ARROW-12522: [C++] Add ReadRangeCache::WaitFor #10145

lidavidm · 2021-04-23T19:59:07Z

This was split out of ARROW-11883 since it may also be useful to test with ARROW-11772.

This adds a method to get a Future<> from a ReadRangeCache so it can be easily used in an async context. Also, it adds a config flag to make the cache not perform readahead so that readahead can be handled at a different layer of the stack.

github-actions · 2021-04-23T19:59:26Z

https://issues.apache.org/jira/browse/ARROW-12522

lidavidm · 2021-04-26T15:00:12Z

CC @westonpace if you'd like to take a look.

There's an example of it being used to adapt the IPC reader here: lidavidm@24f3bb1#diff-e992169684aea9845ac776ada4cbb2b5dc711b49e5a3fbc6046c92299e1aefceR1380-R1412

westonpace

I wonder if, given a bunch of small record batches, we might sometimes want to coalesce across record batches. I think the current design preempts that. Although I think there would be more challenges than just this tool to tackle that problem.

For example, AWS likes 8MB/16MB reads source for S3 and prefers 256KB reads source and Linux doesn't really care (it does its own read coalescing in the kernel, although in theory maybe this would apply to the EBS case as well).

However, if the filesystem was waiting for 8MB to fill up before issuing a read and batch readahead was low we may never fill up enough data to trigger the read. I don't think this is something we should solve right now but maybe something to think about going forwards.

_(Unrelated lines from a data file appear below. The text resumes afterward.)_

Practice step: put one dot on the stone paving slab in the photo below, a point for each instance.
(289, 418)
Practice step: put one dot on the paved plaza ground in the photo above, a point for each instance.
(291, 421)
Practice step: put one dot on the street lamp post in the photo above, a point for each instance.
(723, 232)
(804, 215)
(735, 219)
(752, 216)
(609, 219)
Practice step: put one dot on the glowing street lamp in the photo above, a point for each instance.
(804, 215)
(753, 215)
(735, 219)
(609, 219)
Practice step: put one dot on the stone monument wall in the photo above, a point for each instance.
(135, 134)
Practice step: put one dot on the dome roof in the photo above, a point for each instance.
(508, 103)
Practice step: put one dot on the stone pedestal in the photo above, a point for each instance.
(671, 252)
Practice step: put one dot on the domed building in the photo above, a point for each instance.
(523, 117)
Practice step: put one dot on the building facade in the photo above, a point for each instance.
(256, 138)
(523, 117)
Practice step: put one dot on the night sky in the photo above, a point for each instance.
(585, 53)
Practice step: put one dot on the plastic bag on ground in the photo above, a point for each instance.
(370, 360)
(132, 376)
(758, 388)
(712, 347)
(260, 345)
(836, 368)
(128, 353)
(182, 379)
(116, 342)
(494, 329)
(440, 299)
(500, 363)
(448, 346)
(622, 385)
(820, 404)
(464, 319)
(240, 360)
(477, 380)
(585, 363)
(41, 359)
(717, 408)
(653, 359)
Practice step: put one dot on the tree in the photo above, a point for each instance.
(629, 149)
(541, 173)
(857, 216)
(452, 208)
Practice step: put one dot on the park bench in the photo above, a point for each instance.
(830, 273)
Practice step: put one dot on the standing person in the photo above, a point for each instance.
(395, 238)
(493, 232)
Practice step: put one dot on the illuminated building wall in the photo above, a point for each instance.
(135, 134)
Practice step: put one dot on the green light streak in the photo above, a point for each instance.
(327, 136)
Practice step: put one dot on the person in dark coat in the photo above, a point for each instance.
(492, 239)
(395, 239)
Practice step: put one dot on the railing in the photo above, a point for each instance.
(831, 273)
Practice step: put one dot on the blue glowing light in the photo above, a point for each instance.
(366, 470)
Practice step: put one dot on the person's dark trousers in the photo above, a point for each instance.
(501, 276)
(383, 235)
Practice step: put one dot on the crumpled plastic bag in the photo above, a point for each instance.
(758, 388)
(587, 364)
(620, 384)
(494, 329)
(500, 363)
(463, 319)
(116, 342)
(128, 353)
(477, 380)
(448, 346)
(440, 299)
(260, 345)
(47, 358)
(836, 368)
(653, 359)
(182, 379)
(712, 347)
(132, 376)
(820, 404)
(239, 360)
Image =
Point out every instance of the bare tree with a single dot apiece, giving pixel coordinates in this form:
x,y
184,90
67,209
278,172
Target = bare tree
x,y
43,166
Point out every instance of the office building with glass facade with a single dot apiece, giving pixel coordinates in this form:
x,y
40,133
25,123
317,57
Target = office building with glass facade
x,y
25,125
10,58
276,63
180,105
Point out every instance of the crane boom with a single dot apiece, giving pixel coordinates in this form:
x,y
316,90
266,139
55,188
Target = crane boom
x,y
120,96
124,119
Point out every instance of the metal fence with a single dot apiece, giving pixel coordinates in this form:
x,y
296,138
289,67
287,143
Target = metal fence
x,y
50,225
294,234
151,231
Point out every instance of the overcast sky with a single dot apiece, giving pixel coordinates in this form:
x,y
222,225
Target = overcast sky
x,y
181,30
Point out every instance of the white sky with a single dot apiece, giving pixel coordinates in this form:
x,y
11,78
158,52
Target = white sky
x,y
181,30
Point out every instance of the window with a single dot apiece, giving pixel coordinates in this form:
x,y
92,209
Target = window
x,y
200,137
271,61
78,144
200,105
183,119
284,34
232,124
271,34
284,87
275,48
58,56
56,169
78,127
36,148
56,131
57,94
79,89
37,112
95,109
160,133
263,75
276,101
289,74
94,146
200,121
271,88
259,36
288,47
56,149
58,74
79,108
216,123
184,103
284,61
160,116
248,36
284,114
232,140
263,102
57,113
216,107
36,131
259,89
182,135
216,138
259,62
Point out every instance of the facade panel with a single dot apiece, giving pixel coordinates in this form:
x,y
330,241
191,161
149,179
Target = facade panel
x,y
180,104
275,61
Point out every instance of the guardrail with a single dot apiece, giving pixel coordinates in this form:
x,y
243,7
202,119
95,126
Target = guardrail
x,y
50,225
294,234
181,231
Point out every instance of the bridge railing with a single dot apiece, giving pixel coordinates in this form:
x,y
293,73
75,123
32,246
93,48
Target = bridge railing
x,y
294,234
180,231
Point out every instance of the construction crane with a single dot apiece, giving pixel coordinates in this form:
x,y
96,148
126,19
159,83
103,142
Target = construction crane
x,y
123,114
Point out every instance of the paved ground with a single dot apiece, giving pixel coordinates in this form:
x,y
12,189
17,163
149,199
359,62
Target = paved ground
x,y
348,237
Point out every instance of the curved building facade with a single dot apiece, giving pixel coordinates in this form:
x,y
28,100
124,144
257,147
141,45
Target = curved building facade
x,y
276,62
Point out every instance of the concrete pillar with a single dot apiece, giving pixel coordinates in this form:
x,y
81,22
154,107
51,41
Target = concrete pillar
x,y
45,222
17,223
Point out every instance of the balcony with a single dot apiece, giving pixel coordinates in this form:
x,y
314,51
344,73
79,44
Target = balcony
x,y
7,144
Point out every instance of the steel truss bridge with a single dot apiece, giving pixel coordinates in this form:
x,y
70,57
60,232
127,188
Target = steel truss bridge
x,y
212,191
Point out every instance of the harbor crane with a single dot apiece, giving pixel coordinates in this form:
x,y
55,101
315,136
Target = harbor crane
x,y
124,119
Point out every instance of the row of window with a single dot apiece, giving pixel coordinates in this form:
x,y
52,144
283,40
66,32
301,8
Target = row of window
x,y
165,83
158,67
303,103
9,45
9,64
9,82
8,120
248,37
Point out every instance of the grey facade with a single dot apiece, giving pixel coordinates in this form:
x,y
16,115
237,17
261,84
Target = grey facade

I suppose we could update batch readahead to be bytes instead of # of batches (makes more sense anyways given the unpredictable nature of batch sizes). Then the read cache could be given a max "buffering" size and then it could issue reads whenever the cache gets bigger than either the "buffering limit" or the "ideal read size" of the filesystem.

westonpace · 2021-04-27T16:30:59Z

cpp/src/arrow/io/caching.cc

+  }
+
+  RangeCacheEntry Cache(const ReadRange& range) override {
+    return {range, Future<std::shared_ptr<Buffer>>()};


What fills this future?

It's a little unclear, my bad - what'll happen is the user calls Cache(vector<Range>), which coalesces the ranges and calls Cache(Range) for each coalesced range to make a cache entry. I'll rename the functions and clarify inline.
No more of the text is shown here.